Iniziare la recensione di questo disco parlando di James Blake sarebbe scontato, banale, e non darebbe giustizia al valore artistico di Chet Faker (al secolo Nicholas James Murphy). Ma è un po’ come se lo avessi fatto.
Nicholas, seppur lontano geograficamente dal nostro inglesino, è riuscito ad ergersi dalla terra dei canguri come stella nascente e next-big-thing di tutto ciò che al mondo, da qualche anno a questa parte, viene definito post- (e le etichette si sprecano: jazzypop, elettronica, poprock, barba).
La forza maggiore dell’EP di debutto di Chet Faker, il bellissimo Thinking In Textures, è stata forse la sua possibilità di essere trasposto live in almeno dieci salse diverse: tutto alle macchine con piglio dance, tutto suonato e prettamente da ascolto ecc. Tra un set in Boiler Room e numerose collaborazioni con l’amico e connazionale Flume, eccolo giunto alla resa dei conti discografica.
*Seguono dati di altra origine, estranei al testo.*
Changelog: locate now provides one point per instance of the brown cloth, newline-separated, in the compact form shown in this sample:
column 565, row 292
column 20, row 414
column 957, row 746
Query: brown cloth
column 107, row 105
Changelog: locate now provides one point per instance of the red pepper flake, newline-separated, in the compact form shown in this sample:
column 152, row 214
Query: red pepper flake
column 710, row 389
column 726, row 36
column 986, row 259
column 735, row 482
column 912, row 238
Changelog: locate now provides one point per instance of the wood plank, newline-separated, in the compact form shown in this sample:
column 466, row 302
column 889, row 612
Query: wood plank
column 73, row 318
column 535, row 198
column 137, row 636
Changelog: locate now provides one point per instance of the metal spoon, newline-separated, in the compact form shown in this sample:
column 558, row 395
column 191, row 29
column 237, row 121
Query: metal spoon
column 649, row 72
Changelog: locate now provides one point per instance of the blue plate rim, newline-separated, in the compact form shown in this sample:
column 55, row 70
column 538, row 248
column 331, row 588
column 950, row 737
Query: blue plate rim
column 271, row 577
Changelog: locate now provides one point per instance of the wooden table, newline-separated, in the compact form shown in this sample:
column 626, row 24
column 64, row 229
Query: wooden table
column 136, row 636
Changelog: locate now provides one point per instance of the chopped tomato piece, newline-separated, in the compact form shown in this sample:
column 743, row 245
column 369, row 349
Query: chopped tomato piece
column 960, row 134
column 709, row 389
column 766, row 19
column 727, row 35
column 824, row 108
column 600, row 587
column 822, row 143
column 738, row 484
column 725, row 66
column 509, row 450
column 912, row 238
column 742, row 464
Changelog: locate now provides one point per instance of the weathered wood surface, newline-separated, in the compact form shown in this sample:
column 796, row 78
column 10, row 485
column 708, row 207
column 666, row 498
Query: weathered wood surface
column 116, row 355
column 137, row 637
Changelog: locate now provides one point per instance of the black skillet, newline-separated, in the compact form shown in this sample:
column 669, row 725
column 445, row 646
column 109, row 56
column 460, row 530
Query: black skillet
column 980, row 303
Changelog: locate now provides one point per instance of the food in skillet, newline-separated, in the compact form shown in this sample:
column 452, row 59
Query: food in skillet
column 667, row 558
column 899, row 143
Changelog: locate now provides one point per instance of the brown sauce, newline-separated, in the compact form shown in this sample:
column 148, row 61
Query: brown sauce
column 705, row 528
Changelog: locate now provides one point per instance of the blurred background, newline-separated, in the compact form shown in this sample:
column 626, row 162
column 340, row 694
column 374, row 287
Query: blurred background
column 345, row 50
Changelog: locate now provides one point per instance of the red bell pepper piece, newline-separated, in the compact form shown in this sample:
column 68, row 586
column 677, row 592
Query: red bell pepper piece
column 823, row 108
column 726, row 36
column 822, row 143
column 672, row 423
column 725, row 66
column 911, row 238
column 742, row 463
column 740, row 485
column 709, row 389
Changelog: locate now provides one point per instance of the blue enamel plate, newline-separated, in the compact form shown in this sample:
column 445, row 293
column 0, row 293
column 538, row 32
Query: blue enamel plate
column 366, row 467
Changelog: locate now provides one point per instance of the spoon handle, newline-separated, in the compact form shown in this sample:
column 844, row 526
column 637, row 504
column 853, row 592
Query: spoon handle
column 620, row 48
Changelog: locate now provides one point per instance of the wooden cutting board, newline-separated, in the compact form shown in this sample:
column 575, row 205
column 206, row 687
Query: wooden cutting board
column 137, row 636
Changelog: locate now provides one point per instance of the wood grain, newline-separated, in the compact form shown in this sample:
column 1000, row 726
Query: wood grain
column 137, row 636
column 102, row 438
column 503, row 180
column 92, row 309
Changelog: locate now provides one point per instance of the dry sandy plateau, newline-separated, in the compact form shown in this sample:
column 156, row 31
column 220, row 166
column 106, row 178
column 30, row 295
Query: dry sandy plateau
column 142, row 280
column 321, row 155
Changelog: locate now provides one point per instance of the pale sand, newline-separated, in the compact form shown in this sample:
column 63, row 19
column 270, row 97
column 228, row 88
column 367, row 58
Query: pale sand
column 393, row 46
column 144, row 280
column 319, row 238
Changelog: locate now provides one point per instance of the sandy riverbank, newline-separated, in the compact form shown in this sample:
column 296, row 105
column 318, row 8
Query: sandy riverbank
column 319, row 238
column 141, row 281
Dati i presupposti e i trascorsi, le aspettative per il debutto lungo del barbuto dalla voce calda erano alquanto elevate e, allo stesso tempo e stranamente, nessuno poteva dirsi certo della direzione che Chet avrebbe preso.
In Built On Glass convivono tutte le esperienze passate dell’artista con la felice aggiunta di un qualcosa in più. Nella prima metà dell’album sono condensati i potenziali singoloni, trainati da Talk Is Cheap che effettivamente singolo lo è stato, ma che a conti fatti non vanta poi tanta superiorità rispetto a Gold e To Me, gioiellini dall’andamento sensualissimo, e al contempo delicato, infarciti di ritornelli killer. Anche la più elettronica Melt (feat. Kilo Kish) non delude le aspettative. Nel secondo lotto ritroviamo una tripletta di pezzi lunghi che sforano la soglia del passaggio radio: la danzereccia 1998, Cigarettes & Loneliness che si costruisce sulla contrapposizione minimale chitarra/drummachine e infine i fiati sghembi della jazzy e cadenzata Lesson In Patience. Dead Body, con una classica chitarra blues-rock, chiude tutto nella tranquillità più totale.
Nei piccoli interstizi lasciati qua e là ritroviamo tracce di passaggio molto significative in quanto simbolo e coronamento della maturità di Chet e di Built On Glass stesso. Parliamo della quasi totalmente strumentale Blush, preceduta dai 19 secondi di /, di Release Your Problems (intro del disco) e No Advice (Airport Version), tutte disposte nella tracklist in maniera oculata e intelligente.
Un lavoro così presentato potrebbe sembrare se non proprio dissonante quanto meno sconnesso. In realtà i diversi territori esplorati sono tutti collegati da un sentiero sicuro e ben consolidato. Il timbro caldo della voce e un organetto intimo pervadono ogni pezzo, il ritmo è scandito da drum mai troppo invadenti e ogni suono è studiato nei minimi particolari senza essere fuori luogo; tutto è arricchito a volte da una chitarra, altre da controcanti, altre ancora da fiati, sino ad arrivare a momenti scarni e minimali.
I testi narrano la ricerca di intimità amorosa, sentimenti non corrisposti, solitudine, delusioni, e sono l’ennesima prova di quanto Built On Glass sia un album personale e sentito, sincero.

Chet Faker racchiude nel disco tutto il suo talento compositivo mischiando sentimenti amari a melodie dolci, suoni rassicuranti ad atmosfere delicate.
Built On Glass ha il grande pregio di poter suonare fresco e riflessivo allo stesso tempo, coerente al suo interno ma anche con il passato di Nicholas (sia musicale che, evidentemente, vissuto).
Pur non essendo un album studiato a tavolino per essere trendy tutto fa presupporre che lo diventerà presto (con i pro e i contro del caso), riuscendo ad accontentare proprio tutti.

Tracce consigliate: To Me, Cigarette & Loneliness, Gold.